Andrzej Stelmach (kapitan Siatkarza): - Dla mnie to bardzo przykre podsumowanie. W ostatnim czasie gramy bardzo źle i to widać na boisku. AZS grał poprawnie, wykonywał wszystkie rzeczy, które miał wykonywać solidnie, wydaje mi się, że zagrali bardzo dobrze taktycznie. A my już któryś mecz z rzędu nie możemy sobie poradzić i wynik jest taki, jaki jest. Nie mieliśmy momentu, w którym mogliśmy się ubiegać o seta. Cały czas, od początku do końca częstochowianie prowadzili. Wygrali zasłużenie. Zaczyna się od przyjęcia, potem robimy proste błędy. To wszystko składa się na przegraną 0:3.
Piotr Łuka (kapitan AZS-u): - Zgodzę się z tym, co powiedział Andrzej odnośnie realizowania taktyki. Mieliśmy dwa spotkania przed tym meczem i rzeczywiście, zespół starał się realizować taktykę. Nigdy nie da się jej zrealizować w 100%, ale tym razem wychodziło nam to dość dobrze. Stąd dużo bloków i obron. Mecz może nie stał na wysokim poziomie, ale takie też się zdarzają. Bardzo się cieszymy z tych trzech punktów, jak i również z tego, że spotkanie zakończyło się w dość krótkim wymiarze czasu. Ostatnie mecze były dosyć długie, np. ten z Kędzierzynem. Do tego dochodzą kontuzje, które nas cały czas nękają, wyjazd do Niemiec, w związku z czym na pewno odczuwamy zmęczenie i tym bardziej cieszymy się z trzech punktów. Chciałbym też powiedzieć coś od całego zespołu. Każdy następny mecz i każda następna wygrana są dedykowane naszemu kapitanowi, Dawidowi Murkowi. Ja go tylko staram się zastąpić, ale takiego zawodnika zastąpić się nie da.
Damian Dacewicz (trener Siatkarza): - Miałem nadzieję, ze uda nam się powalczyć w kolejnym meczu PlusLigi o to, żeby sety były bardziej wyrównane i zdobyć jakieś punkty w Częstochowie. Ale gratulacje dla zawodników i trenera AZS-u. My, jako zespół, tylko w pierwszych momentach każdego seta potrafiliśmy nawiązać walkę i trzymać się równo, przez co przewagi nie było widać. W drugiej części seta było zaczynała się rysować przewaga drużyny z Częstochowy. Nie mamy takich elementów, gdzie moglibyśmy rywala dogonić, wyrównać i zadecydować o wszystkim w końcówce.

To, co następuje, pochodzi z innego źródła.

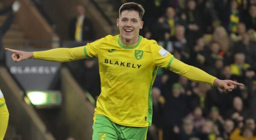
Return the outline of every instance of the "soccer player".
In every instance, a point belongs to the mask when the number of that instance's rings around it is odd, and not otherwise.
[[[145,140],[151,124],[151,93],[157,68],[230,92],[243,84],[221,80],[176,59],[153,40],[139,35],[144,10],[134,3],[123,4],[116,25],[120,34],[108,35],[71,48],[29,52],[6,48],[15,62],[29,58],[66,62],[98,57],[102,92],[93,117],[93,140]]]
[[[3,140],[6,132],[9,112],[3,93],[0,90],[0,140]]]

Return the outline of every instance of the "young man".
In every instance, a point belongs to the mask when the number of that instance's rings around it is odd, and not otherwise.
[[[144,10],[137,3],[122,5],[116,25],[120,34],[108,35],[85,46],[28,52],[6,48],[15,62],[29,58],[66,62],[97,57],[102,92],[97,101],[93,140],[145,140],[152,120],[152,85],[158,67],[191,80],[230,92],[231,80],[221,80],[175,59],[153,40],[139,35]]]
[[[3,140],[6,132],[9,119],[9,112],[3,93],[0,90],[0,140]]]

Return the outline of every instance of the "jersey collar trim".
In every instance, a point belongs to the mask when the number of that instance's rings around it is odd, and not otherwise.
[[[120,47],[121,47],[122,48],[123,48],[124,49],[133,49],[138,47],[139,45],[140,45],[140,41],[141,41],[142,38],[142,37],[141,36],[139,36],[139,41],[138,41],[137,44],[135,44],[134,46],[126,46],[122,44],[122,43],[121,43],[121,37],[120,37],[120,36],[119,36],[119,37],[118,38],[118,44],[119,44],[119,46],[120,46]]]

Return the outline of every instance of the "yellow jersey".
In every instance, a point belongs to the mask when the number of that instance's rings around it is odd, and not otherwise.
[[[141,36],[132,45],[122,44],[119,35],[108,35],[85,46],[35,52],[34,55],[35,59],[60,62],[97,57],[101,93],[94,116],[104,115],[128,126],[151,125],[152,86],[158,67],[212,85],[216,78],[175,59],[155,41]]]
[[[0,89],[0,107],[6,104],[5,100],[3,98],[3,95]]]

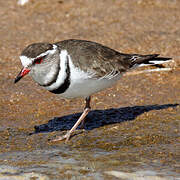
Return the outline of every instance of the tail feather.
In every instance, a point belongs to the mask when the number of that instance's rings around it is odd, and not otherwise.
[[[160,67],[163,63],[171,61],[172,58],[158,57],[159,54],[150,55],[132,55],[131,67],[142,67],[142,66],[158,66]]]

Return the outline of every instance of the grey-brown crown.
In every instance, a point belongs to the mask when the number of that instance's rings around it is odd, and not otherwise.
[[[50,43],[34,43],[27,46],[21,53],[21,56],[26,56],[29,58],[35,58],[38,55],[48,51],[52,50],[53,45]]]

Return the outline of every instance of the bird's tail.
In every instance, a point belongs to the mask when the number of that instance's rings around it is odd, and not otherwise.
[[[163,63],[171,61],[171,58],[158,57],[159,54],[150,55],[132,55],[131,67],[143,67],[143,66],[157,66],[160,67]]]

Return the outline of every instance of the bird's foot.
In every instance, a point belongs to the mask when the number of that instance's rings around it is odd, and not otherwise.
[[[53,139],[52,142],[62,141],[64,139],[66,139],[65,143],[67,143],[69,141],[70,137],[71,137],[71,133],[67,132],[65,135],[58,136],[56,139]]]

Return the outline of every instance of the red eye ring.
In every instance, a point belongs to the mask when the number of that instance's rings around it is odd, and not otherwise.
[[[38,59],[35,60],[35,64],[41,64],[43,62],[43,58],[40,57]]]

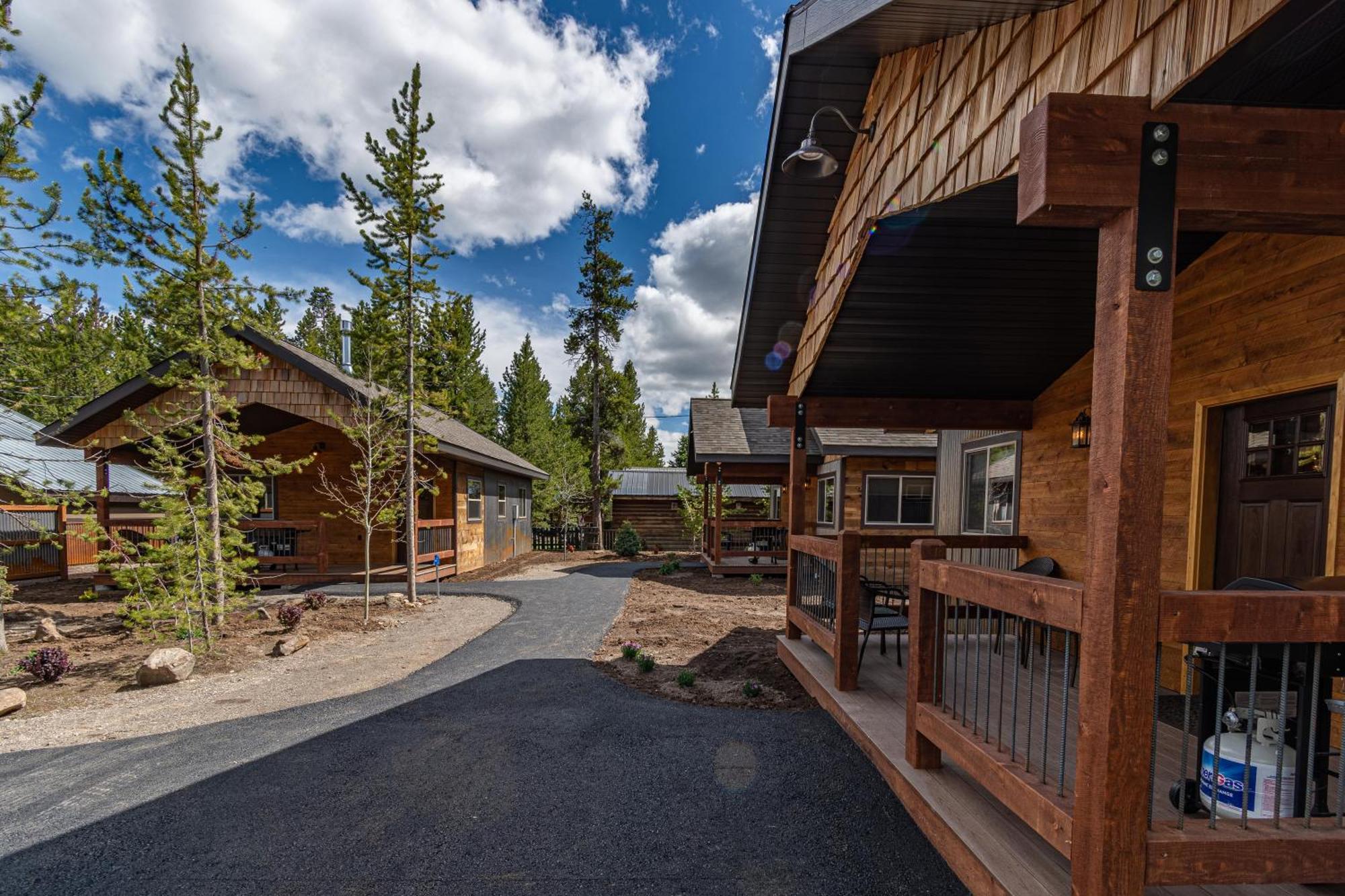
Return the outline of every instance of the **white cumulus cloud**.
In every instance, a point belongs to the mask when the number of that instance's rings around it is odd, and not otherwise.
[[[639,307],[621,340],[650,408],[682,413],[712,382],[728,391],[755,223],[756,198],[726,202],[654,239],[650,278],[635,292]]]
[[[313,174],[360,179],[366,130],[418,61],[444,175],[444,235],[460,249],[529,242],[554,231],[589,190],[638,210],[658,172],[644,148],[660,48],[633,31],[609,36],[541,0],[43,0],[16,12],[20,51],[74,101],[121,117],[94,137],[159,128],[182,43],[192,50],[206,116],[225,128],[211,175],[257,188],[249,153],[293,148]],[[270,221],[299,238],[348,241],[350,210],[280,204]]]

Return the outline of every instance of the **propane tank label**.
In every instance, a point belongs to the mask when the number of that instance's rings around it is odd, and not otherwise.
[[[1204,761],[1200,767],[1200,795],[1208,800],[1212,800],[1212,782],[1215,778],[1215,755],[1210,751],[1202,751]],[[1248,768],[1243,763],[1233,761],[1232,759],[1219,760],[1219,802],[1231,809],[1241,811],[1243,809],[1243,770],[1247,770],[1247,788],[1251,791],[1247,796],[1247,811],[1248,814],[1256,811],[1256,766]]]

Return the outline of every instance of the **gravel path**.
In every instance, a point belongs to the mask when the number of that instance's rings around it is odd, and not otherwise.
[[[4,888],[964,892],[822,710],[690,706],[597,671],[632,569],[445,587],[518,609],[375,690],[0,756]]]

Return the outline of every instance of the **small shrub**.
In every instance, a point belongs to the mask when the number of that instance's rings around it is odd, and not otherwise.
[[[59,647],[39,647],[19,661],[20,671],[47,683],[61,681],[61,677],[74,667],[70,657]]]
[[[612,550],[619,557],[633,557],[640,553],[640,533],[635,531],[635,526],[631,525],[629,519],[616,530],[616,538],[612,539]]]
[[[285,604],[276,612],[276,619],[285,628],[293,628],[299,624],[299,620],[304,618],[303,604]]]

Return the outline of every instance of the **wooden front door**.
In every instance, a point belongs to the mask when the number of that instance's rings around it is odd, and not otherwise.
[[[1326,572],[1334,390],[1224,412],[1215,587]]]

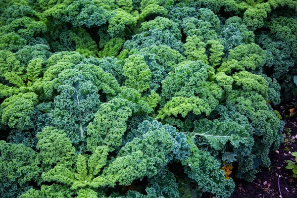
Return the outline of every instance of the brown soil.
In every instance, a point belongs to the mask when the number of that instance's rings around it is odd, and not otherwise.
[[[282,198],[297,198],[297,178],[293,177],[292,170],[285,168],[287,164],[286,160],[295,160],[291,152],[297,151],[297,138],[295,139],[297,135],[297,112],[289,117],[289,109],[296,107],[296,106],[290,103],[275,107],[286,122],[283,132],[284,142],[277,151],[270,151],[271,166],[269,168],[262,168],[262,171],[256,175],[253,182],[233,179],[236,186],[231,198],[282,198]],[[297,111],[297,108],[294,111]]]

W każdym secie AZS kontrolował to, co udało im się zdobyć w przewadze punktowej, do samego końca nas punktowali w każdym secie. Wydaje się, że o 4-5 piłek byli lepsi, ale na tym poziomie to jest bardzo duża przewaga. My szukamy swoich dobrych momentów, nie znaleźliśmy ich w tym meczu. Bardzo trudny teren w Częstochowie. Żaden z zawodników, kiedy przychodził ważny moment, nie udźwignął tego ciężaru gry na wysokim poziomie, żeby pomóc zespołowi. Tutaj coś nam się zaczyna rozmywać. Potrafimy walczyć do pierwszej części seta, a potem jest coraz gorzej. Zobaczymy jak to będzie w następnym meczu.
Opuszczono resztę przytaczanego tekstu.